Tuesday, January 16, 2018

Uganda's road network is kifuufu & will continue to be, for quite a while

CORRECTION: When I first published this post, I made I major , yet stupid, units error: reading & writing kilometres for metres. I have since corrected it. Moral: Never multitask internet arguments with actual writing you care about. 

Uganda’s national roads (as opposed to local roads) are some 20,540 kilometres. Of these, only 20% are covered with bitumen, or tarmac, as it’s more commonly known. That’s just 4,059 kilometers of tarmac. But of that 4,059, only about 2,590 kilometres are termed as class A roads, by the national roads authority. You can download the entire dataset (obtained from the Uganda National Roads Authority in December 2017) from  Data dot UG, an  open data portal run by ACME. Or you could explore it visually using the map below. 


Some might say that not every decent road, is a tarmac one. Yes, but even the national roads authority doesn’t grade any of the dirt roads as class A roads. Those only start at class B, a sort of, um, middle of the road classification. The worst is class C and that’s where 73% of our national roads network falls. 
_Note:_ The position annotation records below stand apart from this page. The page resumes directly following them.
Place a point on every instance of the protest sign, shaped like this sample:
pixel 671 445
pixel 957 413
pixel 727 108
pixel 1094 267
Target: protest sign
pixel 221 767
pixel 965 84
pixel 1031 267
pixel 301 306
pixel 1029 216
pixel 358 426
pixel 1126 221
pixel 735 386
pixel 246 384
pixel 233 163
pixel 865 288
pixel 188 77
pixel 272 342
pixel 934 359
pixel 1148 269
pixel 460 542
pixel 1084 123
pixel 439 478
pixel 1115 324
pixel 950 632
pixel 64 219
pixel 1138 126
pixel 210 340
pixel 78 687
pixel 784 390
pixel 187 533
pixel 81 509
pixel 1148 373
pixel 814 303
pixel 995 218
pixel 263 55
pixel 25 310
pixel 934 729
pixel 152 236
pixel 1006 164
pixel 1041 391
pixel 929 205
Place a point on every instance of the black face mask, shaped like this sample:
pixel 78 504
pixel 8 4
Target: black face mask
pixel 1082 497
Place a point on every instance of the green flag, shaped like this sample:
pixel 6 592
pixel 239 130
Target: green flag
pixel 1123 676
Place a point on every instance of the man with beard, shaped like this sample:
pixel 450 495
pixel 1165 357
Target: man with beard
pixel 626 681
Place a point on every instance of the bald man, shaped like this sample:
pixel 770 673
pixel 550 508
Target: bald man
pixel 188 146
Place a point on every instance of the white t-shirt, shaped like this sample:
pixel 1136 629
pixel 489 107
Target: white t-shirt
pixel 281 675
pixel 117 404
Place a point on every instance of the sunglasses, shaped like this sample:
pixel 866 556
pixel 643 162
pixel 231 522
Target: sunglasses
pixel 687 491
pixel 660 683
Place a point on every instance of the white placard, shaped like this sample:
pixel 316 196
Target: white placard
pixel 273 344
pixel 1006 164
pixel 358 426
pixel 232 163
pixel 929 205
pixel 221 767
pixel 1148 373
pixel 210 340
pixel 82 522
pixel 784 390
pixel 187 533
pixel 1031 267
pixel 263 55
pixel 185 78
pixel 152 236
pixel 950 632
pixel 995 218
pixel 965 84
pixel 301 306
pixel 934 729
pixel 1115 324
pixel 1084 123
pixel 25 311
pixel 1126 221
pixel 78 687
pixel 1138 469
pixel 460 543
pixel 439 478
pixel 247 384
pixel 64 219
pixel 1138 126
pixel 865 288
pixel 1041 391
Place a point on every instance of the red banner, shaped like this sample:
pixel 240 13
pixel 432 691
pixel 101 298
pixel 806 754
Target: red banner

I am a bit surprised by the state of affairs, honestly. Yes, I am a city bird and it shows. Even the ka road going by my muzigo is tarmac. But that’s not it. It’s just that, for years now, we’ve invested what I thought was a staggering proportion of the budget to infrastructural development. This expenditure, has been only second to general public administration itself, at least according to the latest data I could find from the Uganda Bureau of Standards.

Between July 2011 and June 2016, we spent seven trillion, four hundred thirty six billion on infrastructure. We spent some more in the subsequent 18 months, obviously.  Yet still, only 13% of our road network looks anything like those pictures Mr Don Wanyama like to share on Twitter. What would it take to do achieve more scale? Are we ever going to afford meaningful scale? 





I have heard that it currently costs about $683,000 construct a kilometre of road in Uganda. At that rate, if we wanted to tarmac all the roads that are currently considered Class C, we would need about 10.45 billion dollars for the job. That UGX 7.4 trillion shillings that I mentioned we spent on infrastructure over 5 years is like 2 billion dollars. 

Oba tubileke bulesi? Lemme me go and research examples of countries which achieved middle income status without roads. In the meantime, here rest my plans for a 'country home.' I have allergies, banange.